Friday, January 20, 2006

Ken Masugi on Brian Hayashi

Friends of Historical Accuracy regarding the ethnic Japanese Evacuation of 1942

Here's a link to Ken Masugi's comments on a book by Brian Hayashi regarding the evacutaion. I look forward to reading it.

The link is here.

Scroll down a ways to read it. I'll take a chance and paste it below should you have trouble with the link.

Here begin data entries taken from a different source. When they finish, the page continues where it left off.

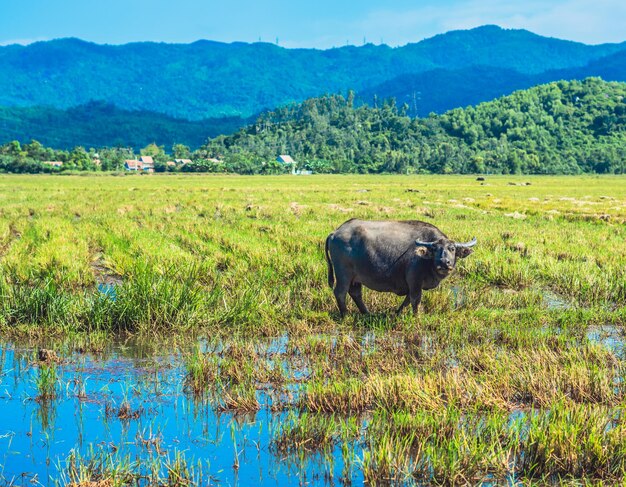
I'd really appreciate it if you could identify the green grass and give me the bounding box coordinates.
[0,176,626,485]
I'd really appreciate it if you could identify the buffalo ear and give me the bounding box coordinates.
[415,245,435,259]
[456,247,474,259]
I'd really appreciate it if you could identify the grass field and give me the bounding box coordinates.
[0,176,626,485]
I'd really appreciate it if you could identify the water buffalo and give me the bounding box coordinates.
[325,219,476,317]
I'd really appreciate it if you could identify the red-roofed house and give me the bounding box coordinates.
[124,159,143,171]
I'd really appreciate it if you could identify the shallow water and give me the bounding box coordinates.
[0,340,362,485]
[0,326,624,486]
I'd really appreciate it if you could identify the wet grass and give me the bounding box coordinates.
[0,176,626,485]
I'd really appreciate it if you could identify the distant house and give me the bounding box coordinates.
[276,154,296,174]
[42,161,63,167]
[124,159,143,171]
[139,156,154,172]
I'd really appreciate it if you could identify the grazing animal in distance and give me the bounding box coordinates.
[325,219,476,318]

Brian Hayashi's Democratizing the Enemy: The Japanese-American Internment
Historian Brian Hayashi’s Democratizing the Enemy (Princeton University Press) appeared in 2004, the same year as Michelle Malkin’s In Defense of Internment. Both make highly unorthodox arguments about the relocation of ethnic Japanese during WW II, with Malkin’s work (which I read in manuscript) earning notoriety and making its mark in popular circles and irking a host of usual suspects. (See historian Charles Lofgren’s review of Malkin; my response in the current issue is not on-line.) By contrast, the astounding work of the scholarly Hayashi (a Japanese-American from Hawaii, who taught at Yale and now teaches at Kyoto University) appears to have sunk into obscurity. I have just read his book, which should set the new standard for scholarship on the relocation. Unlike Malkin, he condemns the relocation, “despite the obvious presence of Japanese nationalistic sentiments before and during the camps, since people cannot and should not be locked up on the basis of political sentiment but rather on the basis of acts committed.” Hayashi has the integrity of an historian to uncover the facts and let readers judge for themselves whether his conclusions should be theirs.
One great virtue of Hayashi’s book is that it considers the motivations of Imperial Japan and the influence of Japanese nationalism over the ethnic Japanese. He is particularly astute at pointing out the role of Japanese immigrants in Japan’s other conquests. Pre-relocation violence against ethnic Japanese is also a focus, as is violence against pro-American Japanese Americans by those supporting Japan. (Hayashi is good at underscoring the pro-Japan sympathies of immigrants, my own father’s generation.) And he does not neglect Imperial Japan’s radio broadcasts to ethnic Japanese, urging them to retain their dignity as Japanese subjects and promising them good treatment after the war. On this point the book dust jacket's remarkable cover painting, of news of the atomic bombing received at a relocation camp, deserved close study. Whatever good treatment the Japanese received, he argues, was more to secure good treatment for American POWs than for any humanitarian reasons. Here I think Hayashi errs in not appreciating the internal policy debate and subsequent inconsistencies in policy toward ethnic Japanese and other minorities. For some purposes they were ordinary American citizens (and hence subject to the draft and as workers in even defense-related industries), and for other purposes they were potential agents of the enemy. That led to ambiguous treatment.
The other main weakness of Hayashi’s outstanding work is its failure to deal with the Niihau episode, the strongest part of Malkin’s book. (In this often overlooked part of the Pearl Harbor attack, a Japanese pilot successfully urged a Japanese American couple to assist him in taking over a Hawaiian island.) Together, Hayashi and Malkin provide a means of better appreciating today’s challenges to democratic liberty in the war against terrorists from abroad. That we should not today intern or relocate mass populations does not mean we cannot learn from our World War II experience, its strengths and its flaws.